Я геройски старался трудиться, но ничего не выходило, я ничего не продолжал и не довершал. Алида, больная умственно столько же, сколько и физически, не давала мне ни минуты покоя. Она не переносила одиночества. Она сама подстрекала меня работать, но как только я уходил из ее комнаты, она бредила, и Бианка бежала за мной. Попробовал я заниматься и подле нее, но это оказалось также невозможным. Я не спускал своих глаз с ее глаз, дрожа, когда видел их горящими от лихорадки или остановившимися, потухшими, точно уже застигнутыми смертью.
Кроме того, мне пришлось убедиться в ужасной правде, а именно, что мое перо, с точки зрения доходности, оказывалось пока, а может быть и навсегда, непроизводительным. Будь я один, оно могло бы очень скромно кормить меня, но мне требовалось по три тысячи франков в месяц… Мозервальд ничего не преувеличил.
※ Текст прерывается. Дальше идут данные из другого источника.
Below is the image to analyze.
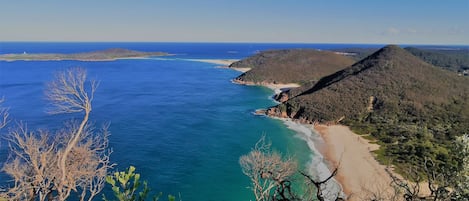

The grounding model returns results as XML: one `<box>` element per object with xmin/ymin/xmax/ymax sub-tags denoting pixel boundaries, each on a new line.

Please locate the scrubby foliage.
<box><xmin>239</xmin><ymin>136</ymin><xmax>343</xmax><ymax>201</ymax></box>
<box><xmin>271</xmin><ymin>46</ymin><xmax>469</xmax><ymax>187</ymax></box>
<box><xmin>103</xmin><ymin>166</ymin><xmax>176</xmax><ymax>201</ymax></box>
<box><xmin>405</xmin><ymin>47</ymin><xmax>469</xmax><ymax>72</ymax></box>
<box><xmin>230</xmin><ymin>49</ymin><xmax>354</xmax><ymax>83</ymax></box>
<box><xmin>0</xmin><ymin>68</ymin><xmax>113</xmax><ymax>201</ymax></box>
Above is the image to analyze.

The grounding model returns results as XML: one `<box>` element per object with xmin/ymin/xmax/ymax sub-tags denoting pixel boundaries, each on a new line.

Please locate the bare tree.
<box><xmin>3</xmin><ymin>68</ymin><xmax>113</xmax><ymax>201</ymax></box>
<box><xmin>239</xmin><ymin>136</ymin><xmax>297</xmax><ymax>201</ymax></box>
<box><xmin>300</xmin><ymin>165</ymin><xmax>344</xmax><ymax>201</ymax></box>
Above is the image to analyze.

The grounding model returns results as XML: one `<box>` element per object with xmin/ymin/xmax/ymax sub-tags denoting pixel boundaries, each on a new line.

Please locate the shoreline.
<box><xmin>221</xmin><ymin>61</ymin><xmax>399</xmax><ymax>201</ymax></box>
<box><xmin>241</xmin><ymin>80</ymin><xmax>398</xmax><ymax>201</ymax></box>
<box><xmin>311</xmin><ymin>125</ymin><xmax>395</xmax><ymax>200</ymax></box>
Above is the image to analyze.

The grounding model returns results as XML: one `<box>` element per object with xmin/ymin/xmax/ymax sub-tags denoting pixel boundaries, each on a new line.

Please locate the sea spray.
<box><xmin>278</xmin><ymin>118</ymin><xmax>344</xmax><ymax>200</ymax></box>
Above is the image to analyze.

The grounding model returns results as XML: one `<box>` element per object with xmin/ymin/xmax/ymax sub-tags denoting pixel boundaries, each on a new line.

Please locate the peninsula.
<box><xmin>230</xmin><ymin>45</ymin><xmax>469</xmax><ymax>200</ymax></box>
<box><xmin>0</xmin><ymin>48</ymin><xmax>170</xmax><ymax>61</ymax></box>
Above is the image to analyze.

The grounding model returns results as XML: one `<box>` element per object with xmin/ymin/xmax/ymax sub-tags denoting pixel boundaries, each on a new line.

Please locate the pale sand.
<box><xmin>188</xmin><ymin>59</ymin><xmax>238</xmax><ymax>66</ymax></box>
<box><xmin>314</xmin><ymin>125</ymin><xmax>394</xmax><ymax>200</ymax></box>
<box><xmin>189</xmin><ymin>59</ymin><xmax>251</xmax><ymax>73</ymax></box>
<box><xmin>261</xmin><ymin>83</ymin><xmax>300</xmax><ymax>94</ymax></box>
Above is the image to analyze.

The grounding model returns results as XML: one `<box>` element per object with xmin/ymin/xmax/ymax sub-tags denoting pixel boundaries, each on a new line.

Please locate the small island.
<box><xmin>0</xmin><ymin>48</ymin><xmax>170</xmax><ymax>61</ymax></box>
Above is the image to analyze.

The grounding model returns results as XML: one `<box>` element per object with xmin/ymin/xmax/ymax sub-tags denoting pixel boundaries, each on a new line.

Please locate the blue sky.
<box><xmin>0</xmin><ymin>0</ymin><xmax>469</xmax><ymax>45</ymax></box>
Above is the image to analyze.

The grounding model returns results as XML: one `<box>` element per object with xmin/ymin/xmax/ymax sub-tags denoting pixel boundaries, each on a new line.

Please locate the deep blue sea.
<box><xmin>0</xmin><ymin>42</ymin><xmax>382</xmax><ymax>201</ymax></box>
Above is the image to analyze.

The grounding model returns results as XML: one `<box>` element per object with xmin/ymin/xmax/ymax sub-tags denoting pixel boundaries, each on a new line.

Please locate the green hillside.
<box><xmin>230</xmin><ymin>49</ymin><xmax>354</xmax><ymax>84</ymax></box>
<box><xmin>268</xmin><ymin>45</ymin><xmax>469</xmax><ymax>174</ymax></box>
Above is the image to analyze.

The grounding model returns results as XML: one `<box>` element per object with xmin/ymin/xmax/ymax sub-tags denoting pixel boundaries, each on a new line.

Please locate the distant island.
<box><xmin>229</xmin><ymin>45</ymin><xmax>469</xmax><ymax>200</ymax></box>
<box><xmin>0</xmin><ymin>48</ymin><xmax>170</xmax><ymax>61</ymax></box>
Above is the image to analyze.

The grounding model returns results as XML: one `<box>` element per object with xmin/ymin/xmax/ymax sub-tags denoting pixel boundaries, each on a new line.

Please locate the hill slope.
<box><xmin>230</xmin><ymin>49</ymin><xmax>354</xmax><ymax>84</ymax></box>
<box><xmin>405</xmin><ymin>47</ymin><xmax>469</xmax><ymax>72</ymax></box>
<box><xmin>268</xmin><ymin>46</ymin><xmax>469</xmax><ymax>173</ymax></box>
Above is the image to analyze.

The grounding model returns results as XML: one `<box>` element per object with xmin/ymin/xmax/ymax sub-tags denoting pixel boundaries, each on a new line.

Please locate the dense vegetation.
<box><xmin>405</xmin><ymin>47</ymin><xmax>469</xmax><ymax>72</ymax></box>
<box><xmin>268</xmin><ymin>46</ymin><xmax>469</xmax><ymax>181</ymax></box>
<box><xmin>230</xmin><ymin>49</ymin><xmax>354</xmax><ymax>83</ymax></box>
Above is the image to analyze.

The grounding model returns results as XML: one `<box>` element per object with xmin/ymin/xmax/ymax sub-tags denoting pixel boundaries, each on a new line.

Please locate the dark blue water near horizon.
<box><xmin>0</xmin><ymin>42</ymin><xmax>464</xmax><ymax>201</ymax></box>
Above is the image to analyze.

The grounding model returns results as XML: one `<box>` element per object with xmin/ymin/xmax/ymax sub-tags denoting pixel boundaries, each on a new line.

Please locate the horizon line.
<box><xmin>0</xmin><ymin>40</ymin><xmax>469</xmax><ymax>47</ymax></box>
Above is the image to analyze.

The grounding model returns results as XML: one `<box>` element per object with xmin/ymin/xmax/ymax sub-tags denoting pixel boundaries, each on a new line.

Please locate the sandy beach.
<box><xmin>314</xmin><ymin>125</ymin><xmax>394</xmax><ymax>200</ymax></box>
<box><xmin>262</xmin><ymin>83</ymin><xmax>300</xmax><ymax>94</ymax></box>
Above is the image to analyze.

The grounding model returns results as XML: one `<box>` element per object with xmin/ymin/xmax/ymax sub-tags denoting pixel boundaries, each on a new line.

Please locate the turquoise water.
<box><xmin>0</xmin><ymin>43</ymin><xmax>336</xmax><ymax>201</ymax></box>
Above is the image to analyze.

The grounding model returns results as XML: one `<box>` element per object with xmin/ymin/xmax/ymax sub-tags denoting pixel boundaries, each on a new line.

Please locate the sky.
<box><xmin>0</xmin><ymin>0</ymin><xmax>469</xmax><ymax>45</ymax></box>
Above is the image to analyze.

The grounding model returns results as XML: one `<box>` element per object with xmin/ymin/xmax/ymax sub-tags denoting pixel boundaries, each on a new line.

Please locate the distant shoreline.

Истощив всевозможные выдумки, чтобы заставить потерпеть мою злополучную подругу, я принужден был, наконец, сознаться, что жду кредитива Мозервальда для того, чтобы везти ее во Францию. Я скрыл от нее, что давно уже его жду и не смею более надеяться!
Я решился уже на ужасное унижение и написал Обернэ. Неужели и он был в отлучке? Но он-то, конечно, ответит. Срок надежды с этой стороны еще не был истощен. В своем сомнении я сделал над собой усилие и, не смотря на всю душевную боль, обратился за помощью к своим родителям. Оставалось потерпеть несколько дней до ответа. Я умолял Алиду не тревожиться ни о чем.
В тот день она выказала последний проблеск мужества. Она улыбнулась той раздирающей улыбкой, которую я чересчур хорошо понимал. Она сказала мне, что она и не тревожится и что, впрочем, она решилась принять дары своего мужа, как ссуду, которую со временем я, конечно, буду в состоянии возвратить. Таким образом она щадила мою гордость. Она меня поцеловала и заснула, или притворилась спящей.
Я ушел в соседнюю комнату. С тех пор как я видел, что она угасает, я не покидал более того дома, где она жила. Через час я услышал ее разговаривающей с Бианкой. Эта девушка, вовсе не щепетильная в деле любви, но удивительно преданная своей госпоже, которая то ее бранила, то баловала, старалась теперь утешить ее и убедить, что она скоро снова увидит своих детей.
— Нет, нет! Я их больше не увижу, — отвечала бедная больная. — Это самая жестокая кара, которую мог наложить на меня Бог, и я чувствую, что заслуживаю ее.
— Берегитесь, барыня, — сказала Бианка, — ваш упадок духа так мучит этого бедного молодого человека!
— Разве он тут?
— Кажется, да, — сказала Бианка, подходя к порогу соседней комнаты.
Я случайно бросился перед тем в кресло с очень высокой спинкой. Не видя меня, Бианка подумала, что я вышел, и вернулась к своей госпоже, говоря, что я, конечно, сейчас вернусь, и что надо лежать смирно.